These processes are fast, opaque, and slanted toward rights holders (real or imagined). Fighting them requires time and evidence. Meanwhile, your release window slips away and your investor starts asking questions.
What Should You Do? Five Jurassic Principles
1. Know What You’re Looking At
Ask: Is the underlying subject matter capable of copyright protection? A taxidermied tiger, a Greco-Roman bust, or a piece of driftwood might not pass the threshold.
2. Trace the Chain
Even if the subject is unprotectable, the photograph or render might be. But who owns it? Was it created under licence? Is it truly original?
3. Don’t Assume the Claimant Understands Copyright Law
Many people think “I took a photo, so I own the image of the thing in the photo.” That’s not how it works. Be prepared to explain gently (or not so gently).
4. Be Ready to Push Back
If you’re legally in the clear, a well-structured rebuttal often gets the job done.
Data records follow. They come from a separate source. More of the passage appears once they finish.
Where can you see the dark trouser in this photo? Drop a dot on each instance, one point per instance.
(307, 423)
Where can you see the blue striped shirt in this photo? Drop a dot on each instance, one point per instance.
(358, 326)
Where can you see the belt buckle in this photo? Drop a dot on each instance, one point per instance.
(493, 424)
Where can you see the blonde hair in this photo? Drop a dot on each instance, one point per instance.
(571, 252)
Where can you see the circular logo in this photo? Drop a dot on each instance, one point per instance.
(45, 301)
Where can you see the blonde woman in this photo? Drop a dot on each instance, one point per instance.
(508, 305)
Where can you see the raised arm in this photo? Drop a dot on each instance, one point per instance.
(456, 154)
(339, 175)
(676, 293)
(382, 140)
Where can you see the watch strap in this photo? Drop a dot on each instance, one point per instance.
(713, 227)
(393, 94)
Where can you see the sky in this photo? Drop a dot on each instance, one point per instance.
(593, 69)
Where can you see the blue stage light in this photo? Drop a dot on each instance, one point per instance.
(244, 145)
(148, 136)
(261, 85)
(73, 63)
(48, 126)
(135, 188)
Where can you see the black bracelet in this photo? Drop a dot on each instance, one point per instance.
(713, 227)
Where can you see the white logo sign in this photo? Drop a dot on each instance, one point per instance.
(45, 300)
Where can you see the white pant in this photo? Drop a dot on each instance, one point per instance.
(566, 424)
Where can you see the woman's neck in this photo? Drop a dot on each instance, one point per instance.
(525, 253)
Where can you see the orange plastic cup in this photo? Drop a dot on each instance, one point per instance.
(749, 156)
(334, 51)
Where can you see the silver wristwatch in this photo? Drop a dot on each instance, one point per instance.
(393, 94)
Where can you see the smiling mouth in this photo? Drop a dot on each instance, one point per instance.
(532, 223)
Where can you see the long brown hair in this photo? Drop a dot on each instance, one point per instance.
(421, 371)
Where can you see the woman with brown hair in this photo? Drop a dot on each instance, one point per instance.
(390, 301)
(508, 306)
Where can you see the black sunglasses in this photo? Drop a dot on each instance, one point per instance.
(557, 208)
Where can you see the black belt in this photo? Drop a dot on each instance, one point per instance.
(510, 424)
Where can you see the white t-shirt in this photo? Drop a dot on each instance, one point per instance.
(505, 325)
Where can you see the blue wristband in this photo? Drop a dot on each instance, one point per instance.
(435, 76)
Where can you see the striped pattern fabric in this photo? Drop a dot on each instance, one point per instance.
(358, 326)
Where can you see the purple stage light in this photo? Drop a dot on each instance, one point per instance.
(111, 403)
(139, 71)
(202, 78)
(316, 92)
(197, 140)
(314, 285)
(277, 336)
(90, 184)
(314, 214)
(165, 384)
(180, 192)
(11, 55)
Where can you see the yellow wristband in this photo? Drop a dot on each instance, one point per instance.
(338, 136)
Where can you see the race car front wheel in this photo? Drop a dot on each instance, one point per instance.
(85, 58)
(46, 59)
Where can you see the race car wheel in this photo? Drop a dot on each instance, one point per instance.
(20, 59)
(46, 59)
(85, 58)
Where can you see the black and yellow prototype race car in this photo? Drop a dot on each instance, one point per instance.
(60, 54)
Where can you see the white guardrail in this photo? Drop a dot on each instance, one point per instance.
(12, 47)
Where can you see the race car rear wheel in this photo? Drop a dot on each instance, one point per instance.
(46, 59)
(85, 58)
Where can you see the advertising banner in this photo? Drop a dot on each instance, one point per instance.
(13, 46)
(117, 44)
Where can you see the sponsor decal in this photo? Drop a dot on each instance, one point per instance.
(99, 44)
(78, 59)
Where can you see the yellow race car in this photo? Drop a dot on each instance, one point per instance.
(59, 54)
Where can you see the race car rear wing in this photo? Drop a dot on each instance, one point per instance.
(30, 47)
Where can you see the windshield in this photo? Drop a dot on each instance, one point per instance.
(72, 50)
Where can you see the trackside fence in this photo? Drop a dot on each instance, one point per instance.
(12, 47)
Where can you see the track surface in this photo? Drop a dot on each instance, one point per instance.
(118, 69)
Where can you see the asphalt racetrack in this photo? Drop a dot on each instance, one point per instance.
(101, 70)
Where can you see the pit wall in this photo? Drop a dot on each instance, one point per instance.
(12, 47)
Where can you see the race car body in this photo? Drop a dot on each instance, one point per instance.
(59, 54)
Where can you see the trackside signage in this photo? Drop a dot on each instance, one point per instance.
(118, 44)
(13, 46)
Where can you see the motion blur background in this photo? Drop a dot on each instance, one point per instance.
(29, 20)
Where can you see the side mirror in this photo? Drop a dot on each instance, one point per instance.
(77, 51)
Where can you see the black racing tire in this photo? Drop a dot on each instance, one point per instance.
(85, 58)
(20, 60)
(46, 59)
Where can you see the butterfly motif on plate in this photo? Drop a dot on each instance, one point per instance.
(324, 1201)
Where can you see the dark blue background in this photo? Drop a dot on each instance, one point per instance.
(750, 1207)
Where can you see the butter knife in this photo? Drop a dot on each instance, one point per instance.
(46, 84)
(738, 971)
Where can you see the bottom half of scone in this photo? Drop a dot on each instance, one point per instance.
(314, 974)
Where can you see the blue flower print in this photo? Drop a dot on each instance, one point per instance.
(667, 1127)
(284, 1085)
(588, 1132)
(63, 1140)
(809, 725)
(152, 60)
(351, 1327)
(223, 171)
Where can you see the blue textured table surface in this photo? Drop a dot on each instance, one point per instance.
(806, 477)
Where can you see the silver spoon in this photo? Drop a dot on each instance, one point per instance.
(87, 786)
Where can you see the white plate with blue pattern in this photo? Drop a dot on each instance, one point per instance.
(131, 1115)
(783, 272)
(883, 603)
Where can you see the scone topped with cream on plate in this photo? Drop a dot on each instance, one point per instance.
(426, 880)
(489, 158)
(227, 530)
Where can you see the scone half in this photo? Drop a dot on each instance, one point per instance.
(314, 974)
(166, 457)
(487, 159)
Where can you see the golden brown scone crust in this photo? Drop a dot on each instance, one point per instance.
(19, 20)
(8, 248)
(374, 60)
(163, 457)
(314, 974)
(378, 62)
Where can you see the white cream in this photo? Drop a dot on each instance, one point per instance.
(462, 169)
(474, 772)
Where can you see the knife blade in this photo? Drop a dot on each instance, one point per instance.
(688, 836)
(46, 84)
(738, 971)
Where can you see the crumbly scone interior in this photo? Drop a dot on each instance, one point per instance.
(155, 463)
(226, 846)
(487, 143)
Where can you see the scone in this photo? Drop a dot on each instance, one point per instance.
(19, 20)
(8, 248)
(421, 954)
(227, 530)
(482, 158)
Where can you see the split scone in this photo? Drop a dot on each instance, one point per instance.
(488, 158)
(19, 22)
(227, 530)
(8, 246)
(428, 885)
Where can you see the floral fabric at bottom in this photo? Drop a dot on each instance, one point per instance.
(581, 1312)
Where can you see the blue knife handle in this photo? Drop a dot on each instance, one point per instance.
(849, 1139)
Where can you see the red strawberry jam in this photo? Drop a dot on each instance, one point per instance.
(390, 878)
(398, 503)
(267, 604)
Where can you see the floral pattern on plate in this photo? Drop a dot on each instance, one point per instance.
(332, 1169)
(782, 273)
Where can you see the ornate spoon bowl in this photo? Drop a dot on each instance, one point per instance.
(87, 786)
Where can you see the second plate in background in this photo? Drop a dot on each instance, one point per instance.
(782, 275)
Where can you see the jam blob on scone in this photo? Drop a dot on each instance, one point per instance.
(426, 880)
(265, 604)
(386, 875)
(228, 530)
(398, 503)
Cite relevant case law, identify flaws in the claim, and invite the claimant to back down — preferably in writing.
5. But Be Prepared to Deal
Sometimes, you do a deal not because the claim is strong, but because the alternative is too costly. A nuisance settlement, a rights clarification, or a rapid poster redesign might save your release. That’s not weakness — that’s triage.
Final Thought: A Question of Extinction
When copyright claims are fossilised nonsense, you don’t need to panic — but you do need to be strategic. Entertainment projects move fast, and delays can cost more than a licence ever would. Know your rights, document your sources, and don’t be afraid to call a bluff.
But also? Don’t let a prehistoric claim derail your production. Even in the Jurassic jungle of IP, survival is about knowing when to roar and when to run.